Vanessa and I were allowed to share a Coke and a packet of salt-and-vinegar chips between us. Because we were both in love with Duncan, in spite of his cat-killing experiments, we were edged up as close to him as we could be without making it too obvious. Mum was sitting opposite us in the green armchair holding a glass of beer, and she had her elbows resting on her knees—the attitude of a tired woman. None of us was talking. The rain was chattering on the tin roof so loudly that we’d have to shout to be heard. Plus, we were all trying to think about nothing. We were all trying not to pay attention to our sense of dread.
And that’s about the time Duncan pulled the trigger and almost shot Mum, and after that the rain let up a little and things were a bit more cheerful. Even though we all still had an itchy, unfinished feeling in our stomachs, it felt as if we had cheated fate, dodged death, skirted the worst thing that could happen.

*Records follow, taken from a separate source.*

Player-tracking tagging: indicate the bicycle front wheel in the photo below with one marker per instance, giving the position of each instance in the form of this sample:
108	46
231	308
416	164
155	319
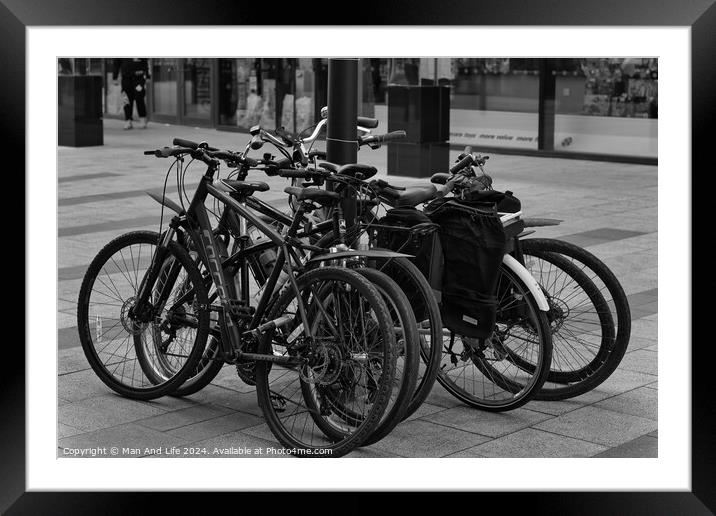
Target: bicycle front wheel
142	357
338	389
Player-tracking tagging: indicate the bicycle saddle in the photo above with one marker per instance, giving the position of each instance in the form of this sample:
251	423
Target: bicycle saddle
415	195
322	197
245	187
351	169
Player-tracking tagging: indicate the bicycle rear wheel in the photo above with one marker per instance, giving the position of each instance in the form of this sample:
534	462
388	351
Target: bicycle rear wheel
487	373
345	374
142	357
408	352
582	374
425	307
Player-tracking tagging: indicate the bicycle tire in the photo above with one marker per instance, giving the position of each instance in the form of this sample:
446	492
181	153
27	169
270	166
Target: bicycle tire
407	368
313	440
581	322
141	388
615	296
209	365
411	280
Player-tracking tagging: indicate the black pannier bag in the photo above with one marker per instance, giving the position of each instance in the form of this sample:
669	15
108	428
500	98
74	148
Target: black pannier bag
473	243
504	202
424	246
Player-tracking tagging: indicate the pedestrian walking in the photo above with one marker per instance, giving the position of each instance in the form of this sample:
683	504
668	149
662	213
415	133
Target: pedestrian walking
135	73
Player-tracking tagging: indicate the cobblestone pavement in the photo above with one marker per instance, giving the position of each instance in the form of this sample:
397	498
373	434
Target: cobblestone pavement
609	208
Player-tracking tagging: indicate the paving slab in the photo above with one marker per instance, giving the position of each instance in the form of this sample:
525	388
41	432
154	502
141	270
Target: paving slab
80	385
645	446
236	444
640	360
216	426
642	402
620	381
442	398
67	431
491	424
104	411
421	438
183	417
532	443
425	409
599	426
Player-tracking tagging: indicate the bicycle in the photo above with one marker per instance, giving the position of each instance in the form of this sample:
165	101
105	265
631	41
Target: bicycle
509	387
588	309
419	382
300	373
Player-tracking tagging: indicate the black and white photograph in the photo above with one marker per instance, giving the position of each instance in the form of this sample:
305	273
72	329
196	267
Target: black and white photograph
360	257
434	254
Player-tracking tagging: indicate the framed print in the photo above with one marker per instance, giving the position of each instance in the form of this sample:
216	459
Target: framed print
618	97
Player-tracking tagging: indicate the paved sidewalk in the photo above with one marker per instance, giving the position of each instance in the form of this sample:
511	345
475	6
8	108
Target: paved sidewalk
611	209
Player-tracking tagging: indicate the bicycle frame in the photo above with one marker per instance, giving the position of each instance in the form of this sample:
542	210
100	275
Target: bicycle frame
196	222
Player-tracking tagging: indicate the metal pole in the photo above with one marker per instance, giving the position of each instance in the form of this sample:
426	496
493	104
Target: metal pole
341	136
546	105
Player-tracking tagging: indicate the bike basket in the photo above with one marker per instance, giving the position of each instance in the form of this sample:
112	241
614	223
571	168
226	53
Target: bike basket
473	242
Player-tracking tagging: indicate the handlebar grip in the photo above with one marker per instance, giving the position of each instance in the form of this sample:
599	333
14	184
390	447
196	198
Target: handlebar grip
165	152
464	162
185	143
440	178
250	162
393	135
368	123
290	172
181	142
225	155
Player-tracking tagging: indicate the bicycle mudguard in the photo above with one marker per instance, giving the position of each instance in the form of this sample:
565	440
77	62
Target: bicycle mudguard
368	253
528	280
531	222
166	202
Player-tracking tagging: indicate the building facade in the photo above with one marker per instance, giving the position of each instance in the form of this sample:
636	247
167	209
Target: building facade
597	106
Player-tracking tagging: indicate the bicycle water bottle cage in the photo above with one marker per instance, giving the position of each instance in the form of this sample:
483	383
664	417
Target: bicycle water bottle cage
415	195
322	197
242	189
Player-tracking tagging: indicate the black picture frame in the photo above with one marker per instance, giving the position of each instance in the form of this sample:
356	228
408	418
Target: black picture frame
700	15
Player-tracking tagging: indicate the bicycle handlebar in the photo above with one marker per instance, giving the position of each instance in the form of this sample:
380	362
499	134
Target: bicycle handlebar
181	142
302	173
379	139
464	162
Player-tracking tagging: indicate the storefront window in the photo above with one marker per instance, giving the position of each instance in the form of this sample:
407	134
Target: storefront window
305	105
165	75
607	105
197	88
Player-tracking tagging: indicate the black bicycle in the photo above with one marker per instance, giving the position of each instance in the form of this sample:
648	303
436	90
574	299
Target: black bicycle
589	314
414	379
480	373
323	352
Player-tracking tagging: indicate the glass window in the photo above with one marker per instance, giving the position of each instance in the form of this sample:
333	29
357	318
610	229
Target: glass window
607	105
197	88
164	86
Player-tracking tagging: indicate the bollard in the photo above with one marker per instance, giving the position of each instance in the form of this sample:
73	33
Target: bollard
341	136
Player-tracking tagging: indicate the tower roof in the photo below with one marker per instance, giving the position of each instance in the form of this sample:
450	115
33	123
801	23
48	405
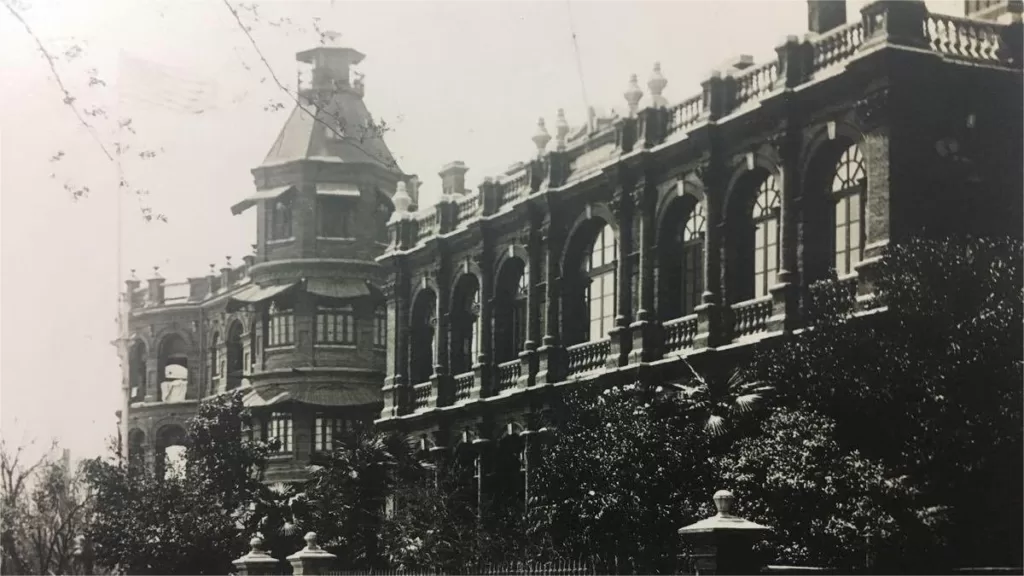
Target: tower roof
332	122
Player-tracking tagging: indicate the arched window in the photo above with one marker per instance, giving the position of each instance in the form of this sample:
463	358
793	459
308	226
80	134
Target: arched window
766	231
511	314
335	326
281	326
466	325
601	289
848	194
280	218
422	336
214	357
136	371
236	360
380	327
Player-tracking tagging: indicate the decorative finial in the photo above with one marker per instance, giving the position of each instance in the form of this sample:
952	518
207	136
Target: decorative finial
541	137
255	544
633	94
401	199
723	502
561	129
656	85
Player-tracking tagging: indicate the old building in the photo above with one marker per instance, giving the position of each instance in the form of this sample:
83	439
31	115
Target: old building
299	323
693	230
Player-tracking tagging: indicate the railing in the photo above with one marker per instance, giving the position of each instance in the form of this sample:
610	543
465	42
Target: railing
679	333
421	396
751	317
963	38
508	374
588	356
427	224
685	114
837	46
756	82
177	292
463	385
515	188
467	207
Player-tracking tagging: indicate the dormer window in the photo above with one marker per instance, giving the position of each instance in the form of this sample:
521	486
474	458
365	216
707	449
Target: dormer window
335	216
280	219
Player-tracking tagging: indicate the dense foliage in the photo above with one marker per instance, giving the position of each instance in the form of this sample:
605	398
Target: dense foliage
195	523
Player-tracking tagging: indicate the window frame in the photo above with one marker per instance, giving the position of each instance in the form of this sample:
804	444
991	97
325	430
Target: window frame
601	271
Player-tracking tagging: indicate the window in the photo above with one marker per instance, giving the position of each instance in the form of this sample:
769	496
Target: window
766	209
601	292
327	433
467	327
334	217
692	254
280	224
520	316
335	326
848	192
281	327
380	327
280	428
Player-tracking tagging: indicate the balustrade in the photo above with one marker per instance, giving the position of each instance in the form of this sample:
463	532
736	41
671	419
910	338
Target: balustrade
685	114
463	386
751	317
837	46
508	374
467	208
588	356
755	82
679	333
963	38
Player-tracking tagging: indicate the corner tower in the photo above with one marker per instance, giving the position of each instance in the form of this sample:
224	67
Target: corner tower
323	201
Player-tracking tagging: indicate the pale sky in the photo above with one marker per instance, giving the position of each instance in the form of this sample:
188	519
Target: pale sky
455	80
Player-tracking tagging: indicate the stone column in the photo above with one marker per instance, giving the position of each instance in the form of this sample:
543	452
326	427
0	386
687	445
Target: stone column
527	358
440	378
710	311
646	328
785	292
311	560
622	205
482	370
256	563
549	355
722	544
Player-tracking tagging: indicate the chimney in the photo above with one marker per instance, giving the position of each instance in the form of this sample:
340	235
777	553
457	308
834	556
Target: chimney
454	178
823	15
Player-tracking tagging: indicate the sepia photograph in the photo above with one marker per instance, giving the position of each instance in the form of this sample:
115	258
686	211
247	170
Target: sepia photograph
511	287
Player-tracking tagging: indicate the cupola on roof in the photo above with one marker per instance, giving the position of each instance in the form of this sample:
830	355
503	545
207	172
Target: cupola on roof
332	123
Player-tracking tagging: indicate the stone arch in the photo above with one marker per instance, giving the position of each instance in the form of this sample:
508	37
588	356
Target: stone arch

It was only the next day that we heard about Old Man Davis. Shot in the face at point-blank range when he got out of his pickup to open his garden gate. It was Dad’s unit, we found out, that had been called to respond to the attack, Old Man Davis’s widow calm on the radio when she spoke. Saying, “It’s happened, he’s dead, I think.” And it had been Dad himself who turned him over and saw the look on the old man’s face.
What Dad saw was that Old Man Davis had known he had it coming, just like we all had. It had been that kind of bad-luck day, which all the good-luck rituals, all the appeasements of spirits, could do nothing to change.